Japan's Nikkei breaks 35,000 for first time in nearly 34 years

Reuters

Published Jan 10, 2024 10:34PM ET

Updated Jan 11, 2024 02:35AM ET

TOKYO (Reuters) -Japan's Nikkei share average scaled its highest levels since February 1990 on Thursday, as a weaker yen buoyed exporters and caution over an impending hike by the Bank of Japan continued to fade on the back of weak wage data.

The Nikkei rose 1.77% on its third straight day of gains this week, closing at its highest in nearly 34 years at 35,049.86. The index was also on its way to the largest weekly gain since late March 2020.

The broader Topix rose 1.57% to end at 2482.87.

The strong earthquake that hit western Japan last week and lacklustre wage growth data are forcing market participants to "reappraise" when the Bank of Japan (BOJ) will normalise its monetary policy, said Tony Sycamore, a market analyst at IG.

Workers' real wages shrank for a 20th straight month in November, according to data published on Wednesday, confounding officials' wishes to see wage gains before tightening policy.

"That (wage data) gave the Nikkei the excuse to pop up there, towards that 35,000 level," said Sycamore, adding the index "probably can continue to make good gains while we try and work out when the BOJ can look to take its next step."

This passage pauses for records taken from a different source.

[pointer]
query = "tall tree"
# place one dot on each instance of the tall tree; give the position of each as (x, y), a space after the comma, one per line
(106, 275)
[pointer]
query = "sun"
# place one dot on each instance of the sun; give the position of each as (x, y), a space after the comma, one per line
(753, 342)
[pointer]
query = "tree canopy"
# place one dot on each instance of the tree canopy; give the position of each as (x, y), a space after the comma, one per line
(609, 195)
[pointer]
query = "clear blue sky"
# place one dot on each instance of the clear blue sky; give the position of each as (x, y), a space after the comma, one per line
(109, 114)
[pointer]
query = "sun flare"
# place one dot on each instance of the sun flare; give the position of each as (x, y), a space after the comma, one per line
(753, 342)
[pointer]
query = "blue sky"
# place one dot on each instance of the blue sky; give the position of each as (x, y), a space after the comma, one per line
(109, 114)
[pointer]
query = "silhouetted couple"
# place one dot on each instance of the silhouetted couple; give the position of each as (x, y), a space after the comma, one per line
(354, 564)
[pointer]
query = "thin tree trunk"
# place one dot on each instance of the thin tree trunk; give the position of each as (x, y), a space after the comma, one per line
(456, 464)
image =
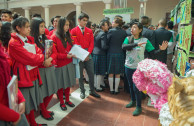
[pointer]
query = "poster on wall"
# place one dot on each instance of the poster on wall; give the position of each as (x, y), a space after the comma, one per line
(124, 12)
(185, 38)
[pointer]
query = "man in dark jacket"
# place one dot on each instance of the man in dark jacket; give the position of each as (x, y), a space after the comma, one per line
(147, 33)
(162, 35)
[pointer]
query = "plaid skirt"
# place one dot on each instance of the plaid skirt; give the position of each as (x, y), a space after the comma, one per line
(65, 76)
(115, 63)
(49, 82)
(33, 97)
(100, 63)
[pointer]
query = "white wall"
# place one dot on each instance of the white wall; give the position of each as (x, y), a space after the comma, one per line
(156, 9)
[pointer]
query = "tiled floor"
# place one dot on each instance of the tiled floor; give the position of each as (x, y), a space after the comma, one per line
(108, 111)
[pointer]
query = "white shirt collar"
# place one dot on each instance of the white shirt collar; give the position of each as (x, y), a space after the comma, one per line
(22, 38)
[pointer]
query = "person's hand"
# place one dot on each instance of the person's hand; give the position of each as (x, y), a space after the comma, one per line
(87, 58)
(69, 56)
(47, 62)
(21, 108)
(141, 43)
(16, 122)
(164, 45)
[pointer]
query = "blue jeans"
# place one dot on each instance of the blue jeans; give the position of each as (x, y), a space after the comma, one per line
(134, 92)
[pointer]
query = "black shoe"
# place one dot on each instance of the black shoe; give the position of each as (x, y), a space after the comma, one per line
(52, 113)
(95, 94)
(99, 90)
(70, 104)
(117, 92)
(82, 95)
(112, 92)
(63, 108)
(50, 118)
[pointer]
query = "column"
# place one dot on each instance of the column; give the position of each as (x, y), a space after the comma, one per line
(27, 12)
(78, 10)
(46, 12)
(107, 4)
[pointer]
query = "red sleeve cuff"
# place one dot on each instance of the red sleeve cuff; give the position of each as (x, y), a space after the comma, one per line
(20, 97)
(8, 114)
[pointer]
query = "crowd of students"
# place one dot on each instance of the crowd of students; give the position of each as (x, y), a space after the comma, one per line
(111, 50)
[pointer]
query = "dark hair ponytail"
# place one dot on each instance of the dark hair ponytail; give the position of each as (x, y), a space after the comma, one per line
(20, 22)
(5, 33)
(36, 33)
(140, 26)
(119, 21)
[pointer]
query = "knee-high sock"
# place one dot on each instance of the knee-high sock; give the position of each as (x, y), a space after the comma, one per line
(47, 100)
(99, 80)
(32, 118)
(95, 80)
(67, 92)
(117, 81)
(44, 112)
(60, 95)
(110, 79)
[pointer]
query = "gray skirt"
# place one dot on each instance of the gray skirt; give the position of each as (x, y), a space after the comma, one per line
(22, 122)
(33, 97)
(49, 82)
(65, 76)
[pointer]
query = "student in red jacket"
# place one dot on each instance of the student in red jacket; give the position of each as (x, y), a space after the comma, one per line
(65, 69)
(29, 81)
(83, 36)
(8, 115)
(47, 74)
(5, 36)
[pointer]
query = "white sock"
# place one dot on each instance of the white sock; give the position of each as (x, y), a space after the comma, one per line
(110, 83)
(102, 80)
(117, 81)
(98, 78)
(95, 81)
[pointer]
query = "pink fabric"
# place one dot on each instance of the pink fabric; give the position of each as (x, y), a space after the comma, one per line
(154, 77)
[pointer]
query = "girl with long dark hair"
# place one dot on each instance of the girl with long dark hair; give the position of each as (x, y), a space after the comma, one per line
(99, 54)
(47, 74)
(135, 47)
(29, 80)
(65, 70)
(115, 55)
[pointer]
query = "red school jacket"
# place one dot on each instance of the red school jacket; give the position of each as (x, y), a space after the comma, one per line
(21, 57)
(7, 114)
(86, 41)
(62, 52)
(52, 32)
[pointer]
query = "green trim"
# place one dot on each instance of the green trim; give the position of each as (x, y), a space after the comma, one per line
(137, 39)
(118, 11)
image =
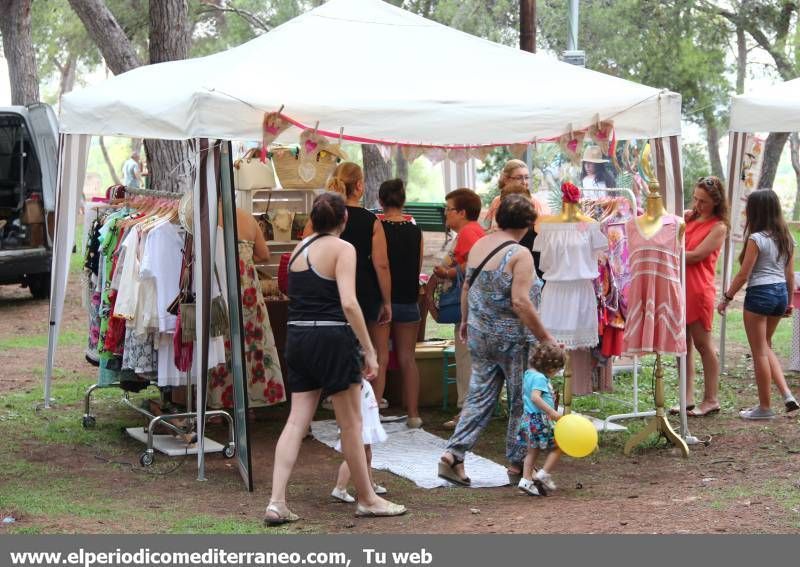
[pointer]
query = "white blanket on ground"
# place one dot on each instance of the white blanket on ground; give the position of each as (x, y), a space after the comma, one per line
(414, 454)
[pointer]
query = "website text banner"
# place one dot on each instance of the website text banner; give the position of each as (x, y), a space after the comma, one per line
(393, 551)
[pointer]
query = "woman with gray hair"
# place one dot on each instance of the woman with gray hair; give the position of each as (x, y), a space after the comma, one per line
(499, 323)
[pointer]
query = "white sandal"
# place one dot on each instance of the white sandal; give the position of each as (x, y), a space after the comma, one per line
(281, 517)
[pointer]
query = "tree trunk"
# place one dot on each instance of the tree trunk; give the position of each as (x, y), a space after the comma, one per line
(741, 58)
(401, 166)
(712, 140)
(107, 34)
(794, 143)
(68, 75)
(111, 169)
(15, 27)
(376, 171)
(773, 148)
(169, 41)
(527, 25)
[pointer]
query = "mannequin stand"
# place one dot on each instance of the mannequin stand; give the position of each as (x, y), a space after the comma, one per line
(659, 424)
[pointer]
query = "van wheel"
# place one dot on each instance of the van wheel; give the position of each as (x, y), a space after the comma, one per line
(39, 285)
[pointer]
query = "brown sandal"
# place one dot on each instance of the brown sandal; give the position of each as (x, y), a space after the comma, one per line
(448, 472)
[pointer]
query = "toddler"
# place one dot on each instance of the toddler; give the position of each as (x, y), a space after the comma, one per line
(371, 432)
(536, 427)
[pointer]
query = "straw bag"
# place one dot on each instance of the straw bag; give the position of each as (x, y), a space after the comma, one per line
(249, 173)
(294, 173)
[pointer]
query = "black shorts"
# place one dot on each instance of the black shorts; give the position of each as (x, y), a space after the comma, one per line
(326, 358)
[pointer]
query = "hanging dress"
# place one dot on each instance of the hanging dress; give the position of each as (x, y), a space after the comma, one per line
(656, 314)
(569, 254)
(264, 379)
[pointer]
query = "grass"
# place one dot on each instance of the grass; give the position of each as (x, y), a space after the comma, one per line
(67, 338)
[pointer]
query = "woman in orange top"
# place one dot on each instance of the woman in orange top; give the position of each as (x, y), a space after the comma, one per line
(707, 225)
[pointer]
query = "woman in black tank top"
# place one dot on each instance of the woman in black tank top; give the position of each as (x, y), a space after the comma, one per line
(373, 280)
(327, 346)
(404, 244)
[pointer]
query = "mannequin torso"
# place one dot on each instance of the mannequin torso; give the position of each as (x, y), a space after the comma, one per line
(570, 212)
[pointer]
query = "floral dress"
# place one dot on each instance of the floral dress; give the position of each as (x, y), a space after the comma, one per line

The yen fell 0.9% on the U.S. dollar overnight in the wake of the data and was hovering around 145.52 during Asian trading hours. [FRX/]

A weaker yen tends to support exporter shares, increasing the value of overseas profits in yen terms when firms repatriate them to Japan.

Japanese stocks also got a boost from upbeat performances on Wall Street as megacaps rallied. [.N]

SMC Corp gained 4.69% to top off Thursday's winners, followed by Itochu Corp up at 4.5% and telecommunications company KDDI (OTC:KDDIF) Corp closing higher at 4.21%.